Department of Cardiology, Tangdu Hospital, Fourth Military Medical University, Baqiao District, Xi'an 710038, PR China.
Int J Cardiol. 2011 Nov 17;153(1):14-20. doi: 10.1016/j.ijcard.2010.08.024. Epub 2010 Sep 15.
It has been recently reported that atrial fibrillation (AF) is associated with inflammation and inflammatory cytokines, and n-3 polyunsaturated fatty acids (PUFAs) might be of anti-inflammatory effects. This study was to evaluate the anti-inflammatory effect of PUFAs on AF in a canine sterile pericarditis model.
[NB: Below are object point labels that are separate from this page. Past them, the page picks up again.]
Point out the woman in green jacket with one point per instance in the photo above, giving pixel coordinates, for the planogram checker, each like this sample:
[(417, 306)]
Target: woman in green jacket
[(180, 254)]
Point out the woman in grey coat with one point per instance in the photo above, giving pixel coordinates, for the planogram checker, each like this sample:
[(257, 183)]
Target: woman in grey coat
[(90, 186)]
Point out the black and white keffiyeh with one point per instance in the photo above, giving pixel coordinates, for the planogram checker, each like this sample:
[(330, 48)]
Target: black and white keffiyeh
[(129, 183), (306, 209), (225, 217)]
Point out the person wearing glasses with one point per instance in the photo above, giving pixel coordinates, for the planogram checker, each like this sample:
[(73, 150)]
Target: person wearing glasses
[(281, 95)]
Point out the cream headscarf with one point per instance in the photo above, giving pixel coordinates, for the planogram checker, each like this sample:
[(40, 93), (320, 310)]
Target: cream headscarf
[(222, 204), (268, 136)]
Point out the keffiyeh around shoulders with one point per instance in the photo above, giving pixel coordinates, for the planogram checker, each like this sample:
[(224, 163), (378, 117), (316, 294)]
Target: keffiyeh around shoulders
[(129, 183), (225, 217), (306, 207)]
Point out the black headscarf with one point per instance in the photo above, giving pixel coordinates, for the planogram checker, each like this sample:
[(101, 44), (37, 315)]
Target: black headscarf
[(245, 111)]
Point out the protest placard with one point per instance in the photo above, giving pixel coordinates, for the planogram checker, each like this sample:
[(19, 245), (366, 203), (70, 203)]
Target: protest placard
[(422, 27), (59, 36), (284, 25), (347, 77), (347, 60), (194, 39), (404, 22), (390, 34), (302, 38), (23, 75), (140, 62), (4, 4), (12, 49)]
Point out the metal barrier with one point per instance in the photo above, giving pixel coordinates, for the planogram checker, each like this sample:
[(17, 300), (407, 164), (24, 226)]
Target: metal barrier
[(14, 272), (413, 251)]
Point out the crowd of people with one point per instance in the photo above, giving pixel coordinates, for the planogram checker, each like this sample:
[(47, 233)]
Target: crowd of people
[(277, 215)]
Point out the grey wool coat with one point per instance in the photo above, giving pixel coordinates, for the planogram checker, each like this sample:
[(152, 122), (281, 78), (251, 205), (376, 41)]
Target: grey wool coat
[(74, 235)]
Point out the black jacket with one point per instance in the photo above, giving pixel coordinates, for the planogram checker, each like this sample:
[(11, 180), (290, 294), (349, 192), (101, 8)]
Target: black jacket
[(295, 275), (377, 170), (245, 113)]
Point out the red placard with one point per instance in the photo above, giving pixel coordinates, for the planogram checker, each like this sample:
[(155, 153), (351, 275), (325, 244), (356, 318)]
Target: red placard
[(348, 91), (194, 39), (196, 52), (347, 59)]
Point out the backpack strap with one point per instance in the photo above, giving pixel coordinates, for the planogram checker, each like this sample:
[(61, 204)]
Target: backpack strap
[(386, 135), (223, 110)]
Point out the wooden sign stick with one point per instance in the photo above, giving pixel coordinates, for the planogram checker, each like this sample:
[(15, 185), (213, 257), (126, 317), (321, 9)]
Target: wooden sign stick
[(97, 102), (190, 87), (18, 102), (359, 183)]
20 dogs were randomly assigned to two groups: control group (10 dogs) and PUFA treatment group (10 dogs), in which sterile pericarditis was created by open-chest operation. PUFAs were administered orally (2g/day) 4 weeks before the operation till the end of the study. Before and 2 days after the operation, CRP, IL-6, TNF-α levels, the inducibility and maintenance of AF, the atrial effective refractory period (AERPs), and intra-atrial conduction time were determined.
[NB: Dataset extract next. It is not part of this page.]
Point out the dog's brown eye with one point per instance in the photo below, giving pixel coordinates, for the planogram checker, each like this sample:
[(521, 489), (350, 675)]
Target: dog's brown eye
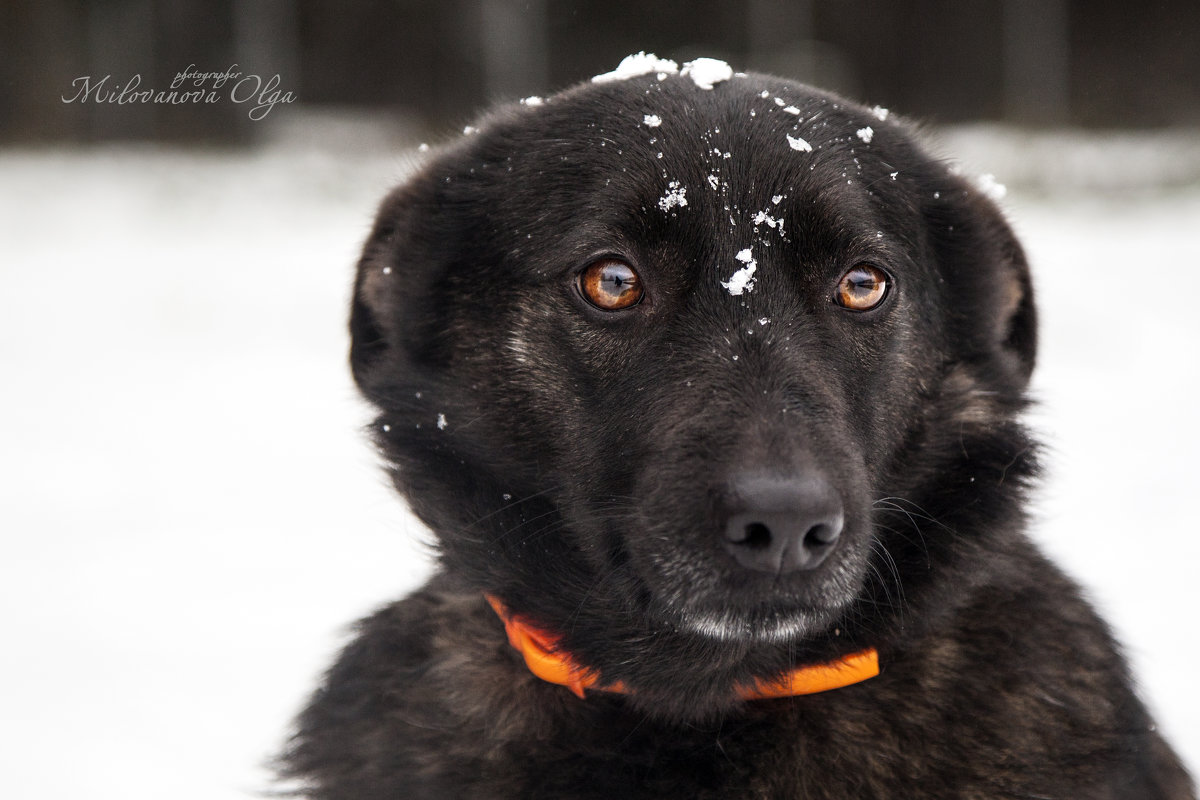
[(611, 284), (863, 288)]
Before the operation, there were no significant differences in any of the parameters between the two groups. On the second postoperative day, the PUFA group had a lower CRP level (7.6 ± 0.5 vs. 11.7 ± 1.3mg/dl, P<0.0001), a lower IL-6 level (112.0 ± 37.3 vs. 142.0 ± 19.6 pg/ml, P<0.01), a lower TNF-α level (83.3 ± 8.5 vs. 112.4 ± 8.2 pg/ml, P<0.0001), a less AF inducibility (percentage of burst attempts leading to AF episodes: 11 ± 7.4 vs. 28 ± 10.3, P<0.001) and maintenance [median AF duration: 1105 s (655.8-1406.5) vs. 2516.5 s (1187-3361), P<0.05], a longer AERP (133.4 ± 4.1 vs. 129.8 ± 4.3 ms, P<0.05), and a shorter intra-atrial conduction time (46.6 ± 4.4 vs. 51.9 ± 4.8 ms, P<0.05) than the control group.
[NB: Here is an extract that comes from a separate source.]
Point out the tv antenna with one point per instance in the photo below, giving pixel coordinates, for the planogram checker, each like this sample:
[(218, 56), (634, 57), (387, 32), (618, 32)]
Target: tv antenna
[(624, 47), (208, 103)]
Dietary n-3 PUFA supplementation attenuates the inducibility and maintenance of AF in the sterile pericarditis model by reducing the production of proinflammatory cytokines.
最近有报道称,心房颤动(AF)与炎症和炎症细胞因子有关,而 n-3 多不饱和脂肪酸(PUFAs)可能具有抗炎作用。本研究旨在评估 PUFAs 在无菌性心包炎犬模型中对 AF 的抗炎作用。
20 只狗被随机分为两组:对照组(10 只狗)和 PUFAs 治疗组(10 只狗),通过开胸手术制造无菌性心包炎。PUFAs 在手术前 4 周开始口服(每天 2g),并持续到研究结束。在手术前和术后 2 天,测定 CRP、IL-6、TNF-α 水平、AF 的可诱导性和维持性、心房有效不应期(AERPs)和房内传导时间。
手术前,两组间的任何参数均无显著差异。术后第 2 天,PUFA 组 CRP 水平较低(7.6±0.5 与 11.7±1.3mg/dl,P<0.0001)、IL-6 水平较低(112.0±37.3 与 142.0±19.6pg/ml,P<0.01)、TNF-α 水平较低(83.3±8.5 与 112.4±8.2pg/ml,P<0.0001)、AF 可诱导性较低(诱发 AF 发作的爆发尝试百分比:11±7.4 与 28±10.3,P<0.001)和维持性[AF 持续时间中位数:1105s(655.8-1406.5)与 2516.5s(1187-3361),P<0.05]、AERP 较长(133.4±4.1 与 129.8±4.3ms,P<0.05)和房内传导时间较短(46.6±4.4 与 51.9±4.8ms,P<0.05)。
膳食 n-3 PUFAs 补充可通过减少促炎细胞因子的产生,减轻无菌性心包炎模型中 AF 的可诱导性和维持性。